Game Brewer lässt einen alten Klassiker wieder aufblühen. Immerhin nominiert zum Kennerspiel des Jahres 2013 hat Die Paläste von Carrara schon einige Jahre auf dem Buckel. Als Gemeinschaftsproduktion von Wolfgang Kramer und Micheal Kiesling erschien es gefühlt in einer anderen Ära.

Das ist doch ein sehr guter Grund dieses Spiel mal wieder aus dem Regal zu holen, vom Staub zu befreien und auf den Tisch zu bringen. Vielleicht noch eine kurze Anmerkung vorneweg. Alles hier Besprochene bezieht sich ausschließlich auf die Ausgabe von Hans im Glück. Game Brewer hat bereits bekannt gegeben, dass sie einige Änderungen vornehmen werden.

Tim Schleimer


SPIELBESCHREIBUNG

Carrara ist eine italienische Stadt in der Provinz Massa-Carrara in der Region Toskana. Bekannt ist Carrara durch seinen weißen Marmor, den Carrara-Marmor, der in den nahegelegenen Steinbrüchen abgebaut wird. Und genau darum geht es hierbei in Die Paläste von Carrara. Wir versuchen zu möglichst günstigen Konditionen Steine einzukaufen und beim Bau von Gebäuden einzusetzen. In meinem Zug stehen mir dazu drei Möglichkeiten zur Verfügung. Entweder kaufe ich Steine vom Steinbruch, ich baue mit meinen Steinen eins der ausliegenden Gebäude, oder ich löse eine Wertung aus.

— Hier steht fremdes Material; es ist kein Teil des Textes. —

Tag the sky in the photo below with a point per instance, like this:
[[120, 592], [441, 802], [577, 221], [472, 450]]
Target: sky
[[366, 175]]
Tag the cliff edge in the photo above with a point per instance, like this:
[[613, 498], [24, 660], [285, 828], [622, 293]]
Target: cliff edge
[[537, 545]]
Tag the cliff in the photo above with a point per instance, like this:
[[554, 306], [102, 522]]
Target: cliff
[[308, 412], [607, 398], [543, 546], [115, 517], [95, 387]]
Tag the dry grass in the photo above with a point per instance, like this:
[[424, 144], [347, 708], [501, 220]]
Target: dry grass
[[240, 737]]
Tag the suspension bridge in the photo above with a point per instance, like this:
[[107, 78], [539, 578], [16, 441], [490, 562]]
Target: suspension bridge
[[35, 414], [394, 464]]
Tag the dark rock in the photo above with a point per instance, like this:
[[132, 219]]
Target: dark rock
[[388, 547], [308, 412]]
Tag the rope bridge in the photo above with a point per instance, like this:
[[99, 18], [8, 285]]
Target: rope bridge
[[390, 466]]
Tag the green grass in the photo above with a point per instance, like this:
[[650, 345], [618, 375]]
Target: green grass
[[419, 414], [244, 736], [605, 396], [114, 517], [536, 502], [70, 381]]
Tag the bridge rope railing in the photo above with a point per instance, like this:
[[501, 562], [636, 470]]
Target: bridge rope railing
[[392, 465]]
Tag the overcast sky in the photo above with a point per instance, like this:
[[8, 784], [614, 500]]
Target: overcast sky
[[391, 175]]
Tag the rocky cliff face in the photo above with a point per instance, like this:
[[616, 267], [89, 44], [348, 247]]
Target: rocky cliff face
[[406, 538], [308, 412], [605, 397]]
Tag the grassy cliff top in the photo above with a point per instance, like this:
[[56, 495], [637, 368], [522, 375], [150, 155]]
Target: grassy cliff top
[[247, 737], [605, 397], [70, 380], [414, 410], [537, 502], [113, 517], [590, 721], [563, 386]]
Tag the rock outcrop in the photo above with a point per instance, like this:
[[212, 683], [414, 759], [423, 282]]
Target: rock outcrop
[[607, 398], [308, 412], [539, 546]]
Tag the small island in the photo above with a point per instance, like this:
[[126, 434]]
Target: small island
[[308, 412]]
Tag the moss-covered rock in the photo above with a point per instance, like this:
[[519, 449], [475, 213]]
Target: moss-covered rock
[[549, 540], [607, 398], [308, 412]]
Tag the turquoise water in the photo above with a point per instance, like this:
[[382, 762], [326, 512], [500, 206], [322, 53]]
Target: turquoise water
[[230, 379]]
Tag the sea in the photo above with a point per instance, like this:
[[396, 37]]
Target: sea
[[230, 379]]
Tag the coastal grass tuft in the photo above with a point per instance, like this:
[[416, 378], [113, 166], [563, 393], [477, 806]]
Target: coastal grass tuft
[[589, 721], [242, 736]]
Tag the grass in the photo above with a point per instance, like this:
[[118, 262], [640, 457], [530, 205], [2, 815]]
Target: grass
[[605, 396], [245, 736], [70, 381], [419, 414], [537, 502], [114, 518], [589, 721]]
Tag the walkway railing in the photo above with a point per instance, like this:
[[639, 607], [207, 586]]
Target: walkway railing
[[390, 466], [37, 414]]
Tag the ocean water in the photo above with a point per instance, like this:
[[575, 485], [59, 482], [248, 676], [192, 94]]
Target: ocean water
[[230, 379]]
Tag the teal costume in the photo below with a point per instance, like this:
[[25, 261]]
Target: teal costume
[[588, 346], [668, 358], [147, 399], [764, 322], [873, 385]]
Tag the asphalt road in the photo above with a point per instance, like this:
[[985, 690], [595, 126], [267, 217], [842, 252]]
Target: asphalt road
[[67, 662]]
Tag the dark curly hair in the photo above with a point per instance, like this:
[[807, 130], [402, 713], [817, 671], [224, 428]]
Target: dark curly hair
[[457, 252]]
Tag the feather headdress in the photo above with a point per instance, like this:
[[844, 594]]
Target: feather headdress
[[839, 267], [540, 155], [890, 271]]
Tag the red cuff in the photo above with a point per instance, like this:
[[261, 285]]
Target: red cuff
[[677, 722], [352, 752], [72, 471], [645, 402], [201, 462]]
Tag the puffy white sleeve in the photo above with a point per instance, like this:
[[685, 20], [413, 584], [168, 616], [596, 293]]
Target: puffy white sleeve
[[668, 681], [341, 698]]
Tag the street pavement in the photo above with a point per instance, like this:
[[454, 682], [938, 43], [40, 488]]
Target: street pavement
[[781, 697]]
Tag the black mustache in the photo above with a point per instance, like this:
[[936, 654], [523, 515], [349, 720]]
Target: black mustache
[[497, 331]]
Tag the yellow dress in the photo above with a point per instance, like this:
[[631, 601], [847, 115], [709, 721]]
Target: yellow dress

Beim Einkauf spielt das Rad in der Mitte des Spielplans eine zentrale Rolle. Das ist in 6 gleiche Segmente unterteilt und bestimmt die Kosten der einzelnen Steine. Steine gibt es in 6 verschiedenen Farben, die unterschiedlich wertvoll sind. Kommen neue Steine ins Spiel, wird zunächst das Rad eine Position weitergedreht. Somit werden alle Steine auf dem Rad günstiger. Im Anschluss werden die Steine zufällig aus einem Beutel gezogen und auf das erste – und auch teuerste – Segment gelegt. Wenn ich Steine kaufe, wähle ich genau ein Segment und darf davon beliebig viele Steine jeweils zu den angegebenen kosten erwerben.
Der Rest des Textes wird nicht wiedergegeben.